James laughed: “I don’t recognise anyone any more because the first time round some had girlfriends and some didn’t and now they all just disappear into the corner and you can hear them saying, ‘hey baby, kisses, I love you, bye’.
Matt agreed: “My phone call to my wife has to happen after this – she keeps getting annoyed with me because I keep forgetting to call and it gets late and she gets tired.”
Although Tom has always been the main songwriter in McFly, it is Harry who is proving to be the bossiest when it comes to keeping the new band in line. Harry explained: “Tom is like the David Cameron of the group – straight down the line – but I’m the bossiest.
“I’m the least songwritery and so I have to try and be less bossy in the songwriting experience, which is hard for me.”
The lads have so far had a dry run of four gigs in preparation for their series of tour dates but they’ve not yet put their heads together to try out any songwriting.
It is something, however, that they’d love to do and are planning in the coming weeks.
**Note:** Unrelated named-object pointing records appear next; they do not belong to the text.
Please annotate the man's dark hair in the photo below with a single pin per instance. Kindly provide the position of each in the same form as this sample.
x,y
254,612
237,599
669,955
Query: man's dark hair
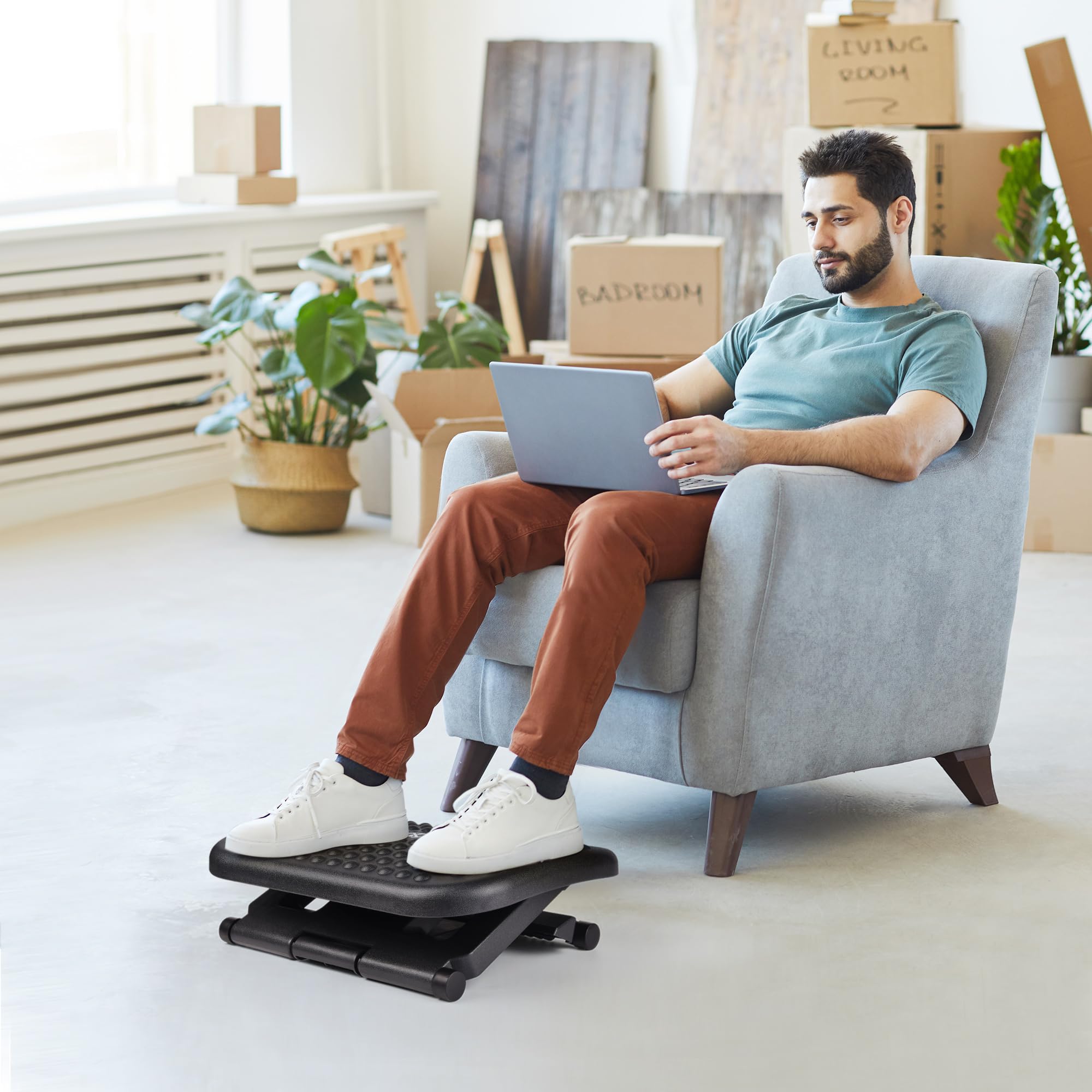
x,y
882,169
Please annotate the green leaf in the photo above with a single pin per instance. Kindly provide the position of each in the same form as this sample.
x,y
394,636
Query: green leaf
x,y
225,419
331,340
198,314
386,333
240,302
286,316
218,334
319,262
206,396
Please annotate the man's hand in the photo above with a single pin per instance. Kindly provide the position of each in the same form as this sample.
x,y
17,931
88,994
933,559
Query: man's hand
x,y
714,447
896,447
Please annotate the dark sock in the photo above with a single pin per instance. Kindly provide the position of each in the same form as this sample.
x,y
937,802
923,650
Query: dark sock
x,y
549,782
361,774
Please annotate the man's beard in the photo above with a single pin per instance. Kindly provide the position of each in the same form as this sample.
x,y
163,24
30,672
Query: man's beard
x,y
856,272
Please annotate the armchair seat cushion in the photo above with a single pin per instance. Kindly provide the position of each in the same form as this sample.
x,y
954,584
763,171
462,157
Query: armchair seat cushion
x,y
661,656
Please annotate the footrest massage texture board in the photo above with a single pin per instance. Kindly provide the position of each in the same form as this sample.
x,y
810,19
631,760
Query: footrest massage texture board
x,y
393,923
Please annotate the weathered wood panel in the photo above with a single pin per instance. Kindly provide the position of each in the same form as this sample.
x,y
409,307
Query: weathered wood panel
x,y
555,116
752,85
750,224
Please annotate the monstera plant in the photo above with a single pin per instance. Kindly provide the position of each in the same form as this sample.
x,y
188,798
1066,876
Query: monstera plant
x,y
316,350
1038,229
313,341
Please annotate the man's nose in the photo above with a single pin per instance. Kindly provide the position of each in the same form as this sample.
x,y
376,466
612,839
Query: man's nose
x,y
823,240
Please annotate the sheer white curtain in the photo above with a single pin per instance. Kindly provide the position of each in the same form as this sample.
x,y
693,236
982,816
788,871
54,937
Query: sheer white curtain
x,y
97,100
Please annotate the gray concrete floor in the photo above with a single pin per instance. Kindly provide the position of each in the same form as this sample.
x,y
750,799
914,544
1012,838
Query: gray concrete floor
x,y
167,673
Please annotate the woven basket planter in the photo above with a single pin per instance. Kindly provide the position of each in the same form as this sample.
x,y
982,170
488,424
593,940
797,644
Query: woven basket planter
x,y
292,489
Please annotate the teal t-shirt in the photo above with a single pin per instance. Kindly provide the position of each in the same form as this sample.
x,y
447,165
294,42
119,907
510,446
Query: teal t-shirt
x,y
802,363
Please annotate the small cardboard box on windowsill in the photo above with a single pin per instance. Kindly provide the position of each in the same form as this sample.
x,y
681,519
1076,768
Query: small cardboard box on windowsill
x,y
238,189
236,139
430,409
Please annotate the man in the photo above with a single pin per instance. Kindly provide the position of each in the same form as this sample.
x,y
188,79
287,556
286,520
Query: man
x,y
875,378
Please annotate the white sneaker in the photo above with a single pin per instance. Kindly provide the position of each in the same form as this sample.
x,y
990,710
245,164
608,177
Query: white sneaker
x,y
325,809
502,824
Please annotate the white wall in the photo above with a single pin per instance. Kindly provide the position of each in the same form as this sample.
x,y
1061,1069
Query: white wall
x,y
438,49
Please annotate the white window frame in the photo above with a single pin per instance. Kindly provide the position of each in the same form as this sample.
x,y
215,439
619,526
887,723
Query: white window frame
x,y
228,84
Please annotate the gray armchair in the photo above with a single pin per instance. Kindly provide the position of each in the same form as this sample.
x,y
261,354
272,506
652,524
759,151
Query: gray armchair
x,y
841,622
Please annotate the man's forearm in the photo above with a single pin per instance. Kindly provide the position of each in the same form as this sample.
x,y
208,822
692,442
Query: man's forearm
x,y
879,446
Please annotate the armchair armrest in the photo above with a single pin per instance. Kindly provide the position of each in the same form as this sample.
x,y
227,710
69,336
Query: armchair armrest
x,y
474,457
847,623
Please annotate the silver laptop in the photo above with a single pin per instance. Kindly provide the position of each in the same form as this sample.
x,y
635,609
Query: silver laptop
x,y
587,428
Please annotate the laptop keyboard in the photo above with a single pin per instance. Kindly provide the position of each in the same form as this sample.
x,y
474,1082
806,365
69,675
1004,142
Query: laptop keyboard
x,y
704,481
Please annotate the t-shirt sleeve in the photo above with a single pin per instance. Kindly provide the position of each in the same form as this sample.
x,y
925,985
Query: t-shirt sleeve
x,y
730,354
948,359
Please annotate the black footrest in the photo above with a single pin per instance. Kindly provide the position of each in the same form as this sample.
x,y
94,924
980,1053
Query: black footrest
x,y
390,922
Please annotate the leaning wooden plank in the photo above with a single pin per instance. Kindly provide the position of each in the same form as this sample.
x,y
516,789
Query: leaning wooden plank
x,y
603,88
752,70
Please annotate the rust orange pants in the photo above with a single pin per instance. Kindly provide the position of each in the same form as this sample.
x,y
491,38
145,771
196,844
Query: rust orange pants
x,y
613,543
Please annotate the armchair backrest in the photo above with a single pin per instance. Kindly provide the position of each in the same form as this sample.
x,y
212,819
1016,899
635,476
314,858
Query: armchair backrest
x,y
1013,306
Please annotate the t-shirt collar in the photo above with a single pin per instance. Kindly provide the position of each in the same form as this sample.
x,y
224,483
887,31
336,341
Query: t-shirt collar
x,y
847,313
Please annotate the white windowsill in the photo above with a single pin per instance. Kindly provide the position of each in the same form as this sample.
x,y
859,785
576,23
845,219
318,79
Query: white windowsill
x,y
145,216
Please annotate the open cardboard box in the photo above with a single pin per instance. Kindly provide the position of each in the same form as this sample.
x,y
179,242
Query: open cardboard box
x,y
557,353
1060,503
431,407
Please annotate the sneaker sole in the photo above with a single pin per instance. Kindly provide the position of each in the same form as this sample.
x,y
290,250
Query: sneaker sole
x,y
548,848
396,829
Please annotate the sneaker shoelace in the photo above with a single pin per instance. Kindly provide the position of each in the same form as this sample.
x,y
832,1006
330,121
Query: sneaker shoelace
x,y
304,789
478,804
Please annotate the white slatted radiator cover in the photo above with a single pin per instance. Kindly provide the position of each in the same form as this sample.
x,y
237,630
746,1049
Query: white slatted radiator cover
x,y
96,364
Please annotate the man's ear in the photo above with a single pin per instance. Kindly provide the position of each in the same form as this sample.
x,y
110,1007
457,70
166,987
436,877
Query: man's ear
x,y
903,213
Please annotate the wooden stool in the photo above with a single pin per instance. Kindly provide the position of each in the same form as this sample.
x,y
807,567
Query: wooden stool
x,y
360,246
491,234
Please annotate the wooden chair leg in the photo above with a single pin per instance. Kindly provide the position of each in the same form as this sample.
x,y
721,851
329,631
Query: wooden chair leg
x,y
467,770
728,825
971,771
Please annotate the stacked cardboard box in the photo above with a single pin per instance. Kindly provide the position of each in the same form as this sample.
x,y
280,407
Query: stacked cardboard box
x,y
236,149
870,72
425,409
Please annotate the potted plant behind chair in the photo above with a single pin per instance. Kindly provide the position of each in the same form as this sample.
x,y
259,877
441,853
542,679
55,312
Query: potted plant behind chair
x,y
296,479
1038,229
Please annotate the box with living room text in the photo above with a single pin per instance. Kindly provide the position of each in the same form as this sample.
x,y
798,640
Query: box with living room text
x,y
883,74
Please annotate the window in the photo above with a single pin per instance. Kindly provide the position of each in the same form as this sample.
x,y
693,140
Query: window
x,y
99,98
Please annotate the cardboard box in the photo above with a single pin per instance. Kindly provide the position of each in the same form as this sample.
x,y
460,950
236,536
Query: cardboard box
x,y
646,296
1060,504
957,173
431,407
557,353
1067,125
236,140
893,75
238,189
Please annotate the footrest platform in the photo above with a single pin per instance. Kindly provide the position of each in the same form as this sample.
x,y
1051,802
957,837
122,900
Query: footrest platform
x,y
393,923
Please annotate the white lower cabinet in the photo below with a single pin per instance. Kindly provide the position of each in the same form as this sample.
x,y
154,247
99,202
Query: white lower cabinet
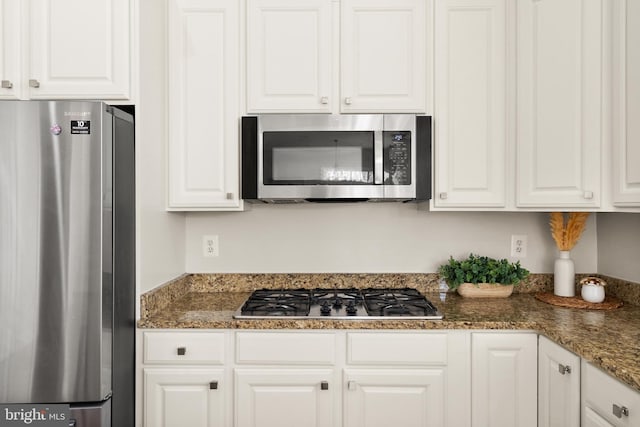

Harry said: “We’ve not yet been writing songs but I have a feeling that when we start a certain few people will say, ‘Listen, I have ideas and have been thinking’.” James, who was the main writer in Busted, co-wrote the early McFly songs and has since written for Melanie C, the Backstreet Boys, The Saturdays and Pixie Lott, added: “Imagine what it’ll be like when all of us sit down next week to write a song.
“It’s going to be an absolute bloodbath. It’s going to be carnage.”
Together, the guys have written hits like Obviously, All About You, What I Go to School For, Year 3000 and Crashed The Wedding and fans are in for a treat when they visit Scotland next year.
James said: “The shows are off the hook and it is going to be amazing. We’re playing with the Backstreet Boys at London’s Hyde Park and that’s going to be incredible. They really have inspired us.”
The Scots gigs will be off the scale and the lads have already had a bonding experience in Glasgow when they recently appeared at Clyde 1 Live. Just before the gig, they played a game of tattoo roulette, or bullying, as James describes it.
The game ended up with Tom having to get a tattoo of the word McBusted on his
He said: “I lost the game of tattoo roulette so ended up getting it on my left foot. It’s become the foot of shame because there are so many other dodgy tattoos there. I was going to get the Chinese symbol for music but thought that was a bit naff.
“I have a feeling there might be more on the way because we are going to have to play the game for each member of the band now.”
The lads popped into a Glasgow tattoo parlour, Forevermore Tattoos, to get the job done and admitted they got a few odd looks from the other punters as they walked in.
James said: “I didn’t feel that welcome at the beginning but I felt welcome towards the end.
“Tattoo parlours are quite indie, cool places and I think they were a bit disappointed that McBusted walked in rather than some cool rock band.”
James managed to avoid an inking and admitted his family are happy about that.
He said: “It was peer pressure and it was a fair chance that any of us could have ended up tattooed.
“I don’t have any but nearly got a panther on my shoulder. Playing the game once was enough for me because I swore to my grandma I’d never get a tattoo.”